So if you've got a dud client implementation then you're going to lose the
check.

One way to do stuff like this is to have separate roles for read-only and
read-write access. I pay a lot more attention to what I'm doing on the rare
occasions I assume permissions to change things.

------
jacquesm
Suggested workflow:

Make a backup, restore to test environment, run checksums, anonymize, release
test environment.

That way each and every backup is tested both for integrity and ability to
rebuild a working environment from it.

In my practice insufficient backup is still (unfortunately) a very common
occurrence.

On another note: just having stuff stored with triple replication in the cloud
is emphatically _NOT_ a backup.

And it also helps if the same people that have access to the live environment
do not have write access to the backups, but that's only feasible past a
certain team size.

------
xtracto
Ooohh something similar happened in our company some time ago:

We had a MongoDB server (with a read-replica) in our production environment
(this was an ec2 instance with MongoDB).

One day, a dev accidentally deleted the main collection in the DB during a
night coding session. Next morning, when we realized that, we went straight to
the daily backups that we have been doing. It happened that for some reason
the backup of the previous 2 or 3 days did not work.

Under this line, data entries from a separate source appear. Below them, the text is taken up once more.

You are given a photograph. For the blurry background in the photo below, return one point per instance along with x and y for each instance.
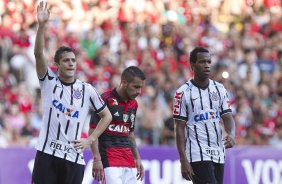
(244, 37)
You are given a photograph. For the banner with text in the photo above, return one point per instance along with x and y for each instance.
(250, 165)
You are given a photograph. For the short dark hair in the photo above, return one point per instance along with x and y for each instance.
(129, 73)
(60, 51)
(194, 52)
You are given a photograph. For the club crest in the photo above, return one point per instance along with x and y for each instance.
(77, 93)
(214, 96)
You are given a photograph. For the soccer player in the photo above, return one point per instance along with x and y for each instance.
(66, 103)
(116, 158)
(199, 104)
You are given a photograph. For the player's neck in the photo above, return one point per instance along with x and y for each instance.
(121, 93)
(67, 80)
(201, 82)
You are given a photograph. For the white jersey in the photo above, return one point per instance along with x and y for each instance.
(202, 108)
(65, 110)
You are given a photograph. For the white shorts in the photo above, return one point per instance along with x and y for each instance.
(120, 175)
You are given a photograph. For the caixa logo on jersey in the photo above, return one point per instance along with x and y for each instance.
(69, 112)
(206, 116)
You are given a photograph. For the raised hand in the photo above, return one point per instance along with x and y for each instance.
(43, 13)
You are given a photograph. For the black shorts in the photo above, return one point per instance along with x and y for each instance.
(49, 169)
(207, 172)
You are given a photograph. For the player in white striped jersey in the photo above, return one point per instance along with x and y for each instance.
(199, 105)
(66, 103)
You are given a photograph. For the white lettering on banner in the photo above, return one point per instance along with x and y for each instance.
(171, 173)
(267, 171)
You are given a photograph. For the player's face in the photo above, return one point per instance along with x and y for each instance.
(133, 88)
(67, 66)
(202, 67)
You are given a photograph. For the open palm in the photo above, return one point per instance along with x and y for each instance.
(42, 13)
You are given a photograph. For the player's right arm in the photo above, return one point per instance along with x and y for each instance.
(97, 168)
(180, 116)
(42, 17)
(186, 169)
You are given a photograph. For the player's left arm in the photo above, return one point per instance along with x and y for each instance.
(138, 161)
(106, 118)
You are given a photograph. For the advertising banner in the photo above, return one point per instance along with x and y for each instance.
(248, 165)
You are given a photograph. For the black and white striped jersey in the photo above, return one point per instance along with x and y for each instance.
(65, 110)
(202, 108)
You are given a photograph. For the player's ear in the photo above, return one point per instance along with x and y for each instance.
(56, 64)
(123, 83)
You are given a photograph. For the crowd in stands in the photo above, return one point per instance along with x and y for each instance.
(244, 37)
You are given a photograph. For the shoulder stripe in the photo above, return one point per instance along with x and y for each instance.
(210, 98)
(71, 102)
(76, 134)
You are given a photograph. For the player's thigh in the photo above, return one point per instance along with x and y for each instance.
(113, 175)
(44, 171)
(204, 172)
(73, 173)
(219, 172)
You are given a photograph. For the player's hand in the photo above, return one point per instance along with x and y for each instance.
(186, 170)
(229, 141)
(97, 170)
(140, 170)
(82, 144)
(43, 13)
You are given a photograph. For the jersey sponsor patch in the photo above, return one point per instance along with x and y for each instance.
(214, 96)
(177, 101)
(119, 128)
(77, 93)
(206, 116)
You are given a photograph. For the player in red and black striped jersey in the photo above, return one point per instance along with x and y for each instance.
(116, 150)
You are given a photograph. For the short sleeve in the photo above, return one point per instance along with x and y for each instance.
(225, 105)
(96, 102)
(180, 106)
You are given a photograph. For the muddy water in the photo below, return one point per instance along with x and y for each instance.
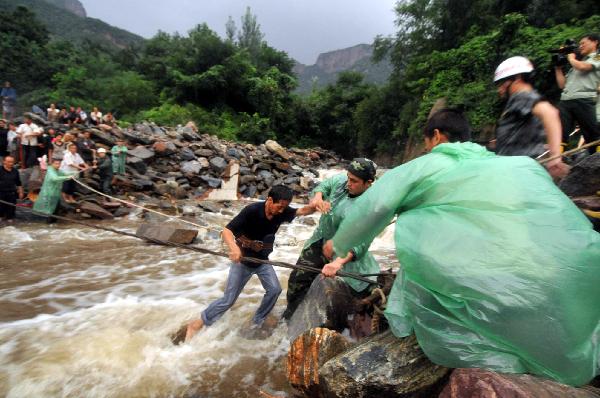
(88, 313)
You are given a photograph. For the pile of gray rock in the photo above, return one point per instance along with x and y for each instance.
(183, 164)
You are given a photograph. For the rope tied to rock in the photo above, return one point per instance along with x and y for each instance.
(145, 208)
(196, 248)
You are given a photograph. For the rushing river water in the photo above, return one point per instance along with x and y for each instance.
(85, 312)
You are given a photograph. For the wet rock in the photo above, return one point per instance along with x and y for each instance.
(188, 133)
(244, 170)
(277, 149)
(137, 164)
(169, 232)
(308, 353)
(207, 153)
(480, 383)
(187, 154)
(382, 366)
(209, 206)
(142, 152)
(102, 137)
(218, 164)
(245, 179)
(584, 177)
(94, 210)
(327, 304)
(164, 148)
(267, 177)
(122, 211)
(137, 137)
(191, 167)
(236, 153)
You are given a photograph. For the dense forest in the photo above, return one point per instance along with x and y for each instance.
(240, 88)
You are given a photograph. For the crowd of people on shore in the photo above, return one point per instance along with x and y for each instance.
(55, 155)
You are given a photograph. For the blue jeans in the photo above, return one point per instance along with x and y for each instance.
(239, 274)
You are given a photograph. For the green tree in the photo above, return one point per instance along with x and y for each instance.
(250, 37)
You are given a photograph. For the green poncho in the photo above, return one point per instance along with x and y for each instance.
(334, 191)
(50, 194)
(499, 270)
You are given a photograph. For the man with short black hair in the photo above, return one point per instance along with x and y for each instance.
(333, 197)
(9, 101)
(252, 234)
(580, 90)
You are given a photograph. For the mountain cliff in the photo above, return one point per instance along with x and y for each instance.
(73, 6)
(73, 25)
(330, 64)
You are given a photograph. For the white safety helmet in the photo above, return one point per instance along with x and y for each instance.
(511, 67)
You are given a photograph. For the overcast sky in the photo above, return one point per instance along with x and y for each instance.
(303, 28)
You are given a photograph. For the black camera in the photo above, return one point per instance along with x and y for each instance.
(559, 57)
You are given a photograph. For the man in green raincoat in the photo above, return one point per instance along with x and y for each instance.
(119, 154)
(499, 269)
(51, 188)
(333, 197)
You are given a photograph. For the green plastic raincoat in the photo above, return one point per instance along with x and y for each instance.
(119, 154)
(499, 270)
(50, 194)
(334, 191)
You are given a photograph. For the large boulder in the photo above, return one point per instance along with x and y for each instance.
(187, 154)
(218, 164)
(191, 167)
(308, 353)
(102, 137)
(382, 366)
(142, 152)
(137, 164)
(327, 304)
(167, 232)
(480, 383)
(277, 149)
(584, 177)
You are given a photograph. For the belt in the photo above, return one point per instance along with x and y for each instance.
(254, 245)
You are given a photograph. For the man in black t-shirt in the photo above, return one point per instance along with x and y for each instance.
(251, 234)
(10, 186)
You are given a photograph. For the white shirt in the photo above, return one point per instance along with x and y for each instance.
(70, 162)
(27, 132)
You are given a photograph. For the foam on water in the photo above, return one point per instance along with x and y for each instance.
(101, 307)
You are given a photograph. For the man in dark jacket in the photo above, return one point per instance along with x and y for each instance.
(105, 171)
(10, 187)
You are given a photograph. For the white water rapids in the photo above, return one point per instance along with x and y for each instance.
(89, 313)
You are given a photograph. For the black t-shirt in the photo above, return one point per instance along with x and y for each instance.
(9, 180)
(252, 222)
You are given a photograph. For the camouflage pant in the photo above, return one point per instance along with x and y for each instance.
(300, 281)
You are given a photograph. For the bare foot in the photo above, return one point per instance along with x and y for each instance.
(193, 328)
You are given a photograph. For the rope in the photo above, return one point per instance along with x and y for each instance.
(144, 208)
(197, 249)
(572, 151)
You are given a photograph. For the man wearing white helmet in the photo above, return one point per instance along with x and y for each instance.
(580, 85)
(529, 125)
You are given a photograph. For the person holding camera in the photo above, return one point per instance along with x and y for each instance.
(529, 125)
(580, 85)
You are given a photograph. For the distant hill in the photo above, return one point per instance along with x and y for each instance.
(66, 19)
(330, 64)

We had to get into Mongo-OpLog (which was on only because of the read-replica)
and reconstruct the missing 3 days from it.

That was fucking scary.

------
muse900
[http://www.commitstrip.com/en/2016/09/05/do-we-have-a-
back-u...](http://www.commitstrip.com/en/2016/09/05/do-we-have-a-back-up-in-
the-audience/)

^ this

------
ssivark
While we're discussing the importance of backups, I would like to pause for a
minute to think about a _common systemic failure model that simply making
backups doesn 't solve_.

I've realized in the past that in day-to-day situations it is more likely to
lose data because of temporary programmer carelessness. Examples: deleting the
backup version of a folder, deleting the copy on the wrong server, etc. This
seems similar to what happened at Gitlab.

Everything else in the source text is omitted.